Легко усмотреть, что как раз для поисков присутствия в поэзии или в искусстве более или менее однозначно понимаемой христианской вести такой подход, требующий концентрации внимания на самых вершинных артистических достижениях создает особенно болезненные апории. Люди с довольно серьезными аскетико-мистическими интересами, как Жуковский, с подлинными нравственно-религиозными прозрениями, как Шарль Пеги, или даже с чертами святости, как Беато Анджелико, совсем не так уж редко бывают прекрасными, одаренными и умелыми художниками, умеющими реально и убедительно воплотить свой христианский опыт в своем искусстве, — даже если не самыми великими из великих (скажем, Жуковский — не Пушкин, и т. д.).
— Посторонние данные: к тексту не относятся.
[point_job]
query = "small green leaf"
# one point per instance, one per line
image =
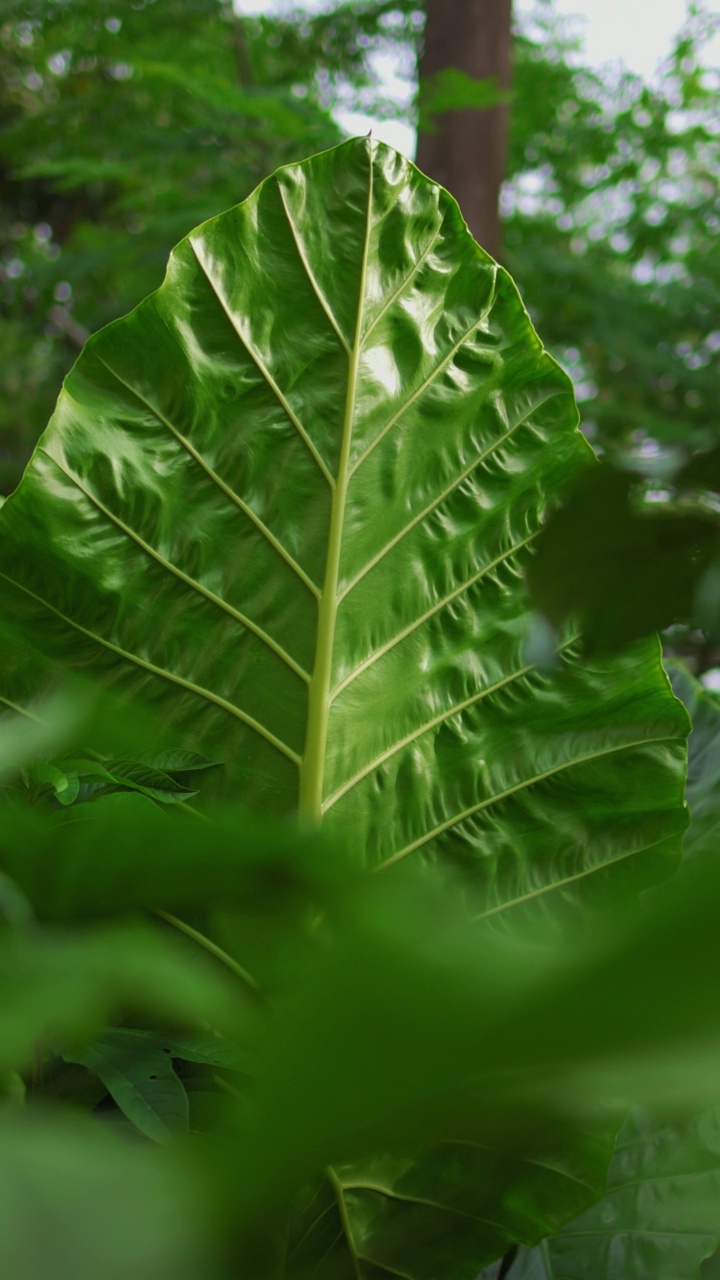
(150, 782)
(141, 1080)
(178, 762)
Однако логика описываемого мировоззрения требует непременно искать также и религиозного откровения только у самых из самых, у «ipsissimi». И вот православный любитель искусств, которого могли бы утешить, скажем фрески того же Беато Анджелико, особенно поздние, наиболее строгие, — с преувеличенной духовной требовательностью всматривается в картину Рафаэля, именно в нее...
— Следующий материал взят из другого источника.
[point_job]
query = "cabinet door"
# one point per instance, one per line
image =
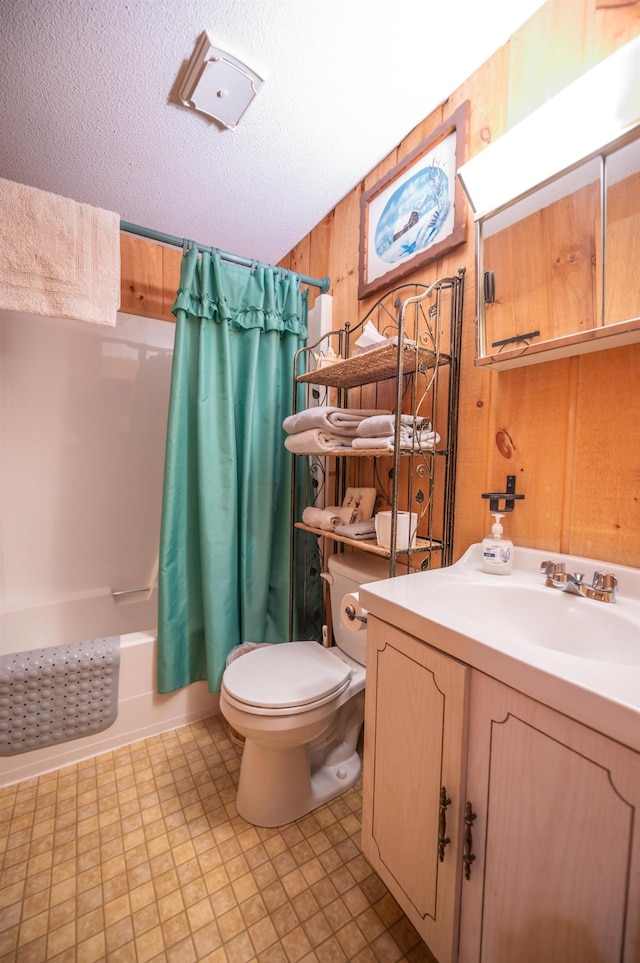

Возвращаясь от общеисторического к булгаковскому контексту, отметим связь рассматриваемого текста с некоторыми особенностями булгаковского богословия иконы.
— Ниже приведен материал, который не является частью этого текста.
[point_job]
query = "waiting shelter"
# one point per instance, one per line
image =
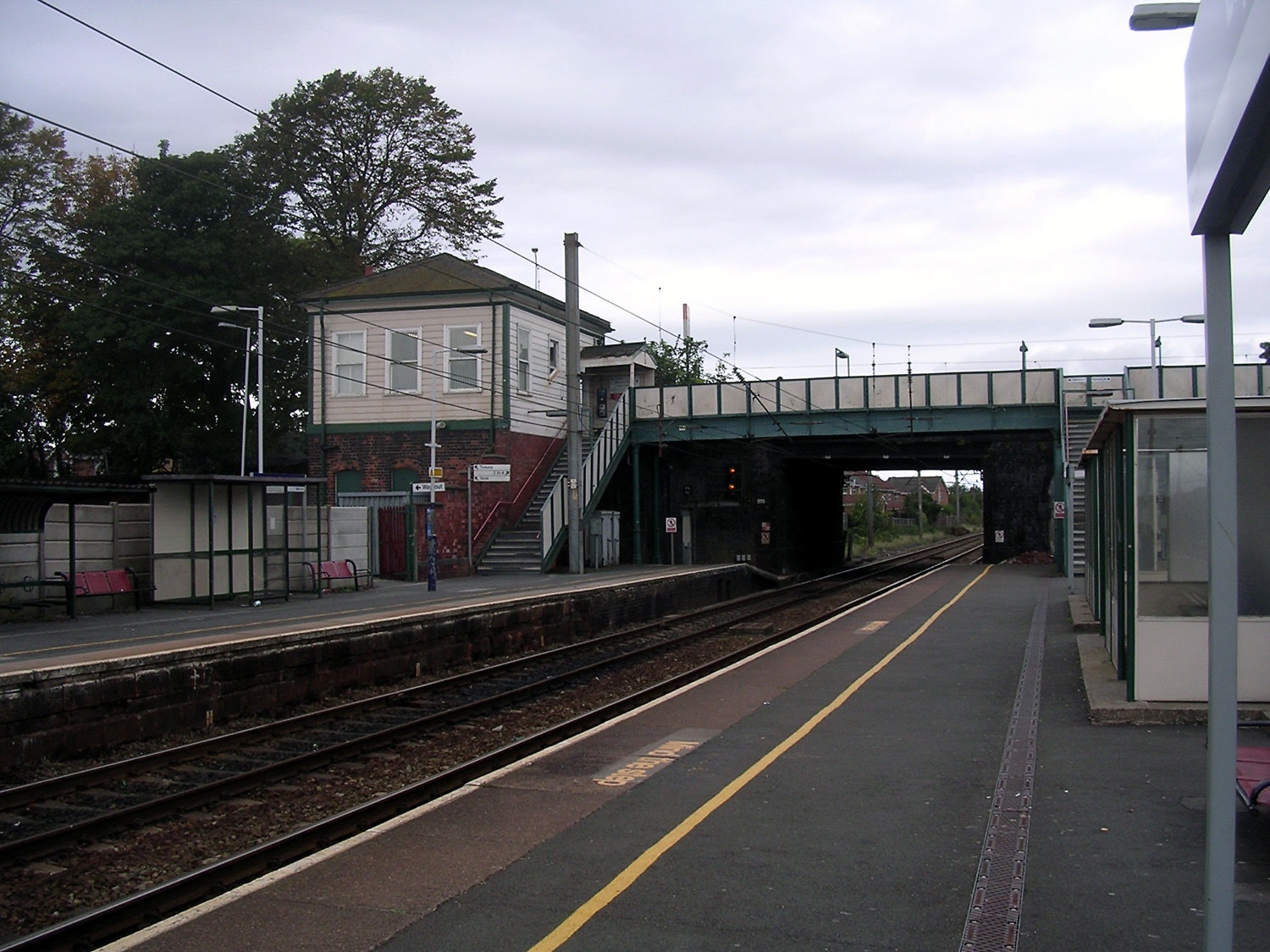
(1147, 520)
(221, 537)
Сам Булгаков достаточно хорошо знал святоотеческую литературу для того, чтобы отдавать себе отчет в огромной дистанции между доводами византийских апологетов иконопочитания и тем заново творимым «богословием Иконы», в разработке которого он сам принимал такое важное участие. Интеллектуальная честность в этом пункте выгодно отличает от его гениального друга и чтимого им «совопросника» о. Флоренского, систематически уступавшего соблазну подать собственный позднеромантический или постромантический дискурс как самую что ни на есть сущность святоотеческой, древлецерковной мысли. Так, в своем труде «Икона и иконопочитание: Догматический очерк» (1931) о. Булгаков с неожиданной отчетливостью, даже резкостью, отделяет свою позицию от позиции чтимых защитников иконопочитания в пору иконокластических контроверз в Византии:

«... Если мы от этого стилизованного изображения обратимся к исторической действительности <...>, там мы увидим совершенно иное и обнаружим у противников иконоборства непроизвольное или же тенденциозное (ради упрощения вопроса) уклонение в сторону от самого его острия, своего рода ignoratio elenchi»[24]. В качестве примера он цитирует, например, апологию иконопочитания, читанную на Шестом деянии VII Вселенского собора диаконом Епифанием: «Икона подобна первообразу не по существу, а только по напоминанию и по положению изображенных членов. Живописец, изображающий портрет какого-либо человека, не домогается изобразить душу»[25]. Разумеется, со времен романтизма никто не сомневался в том, что настоящая цель портрета — именно изображение души, а в контексте «богословия Иконы» XX в. это и подавно переносилось на сакральное изображение с его уже не «душевной», но духовной «душой».

Конечно, можно спорить о том, не присутствовала ли уже в патристической и византийской мысли некая невыговоренная импликация, которая была поближе, чем текст, читанный диаконом Епифанием, к тому, чего хотел о. Сергий. Дело не так просто; однако отрицать историческую характерность документа, приводимого о. Булгаковым, тоже нет возможности. Богослов XX столетия ответственно признает все то, чем обязан в самом своем богословствовании постромантической культуре; и этот контекст, подразумевающий, между прочим, и долговременные последствия все той же статьи Жуковского, делает понятным остроту надрыва, связанного с переживаниями этого богослова вокруг расхваленной протагонистом русских романтиков картины Рафаэля. Возможность «религиозно бояться» музыку Вагнера входит в тот же комплекс связей.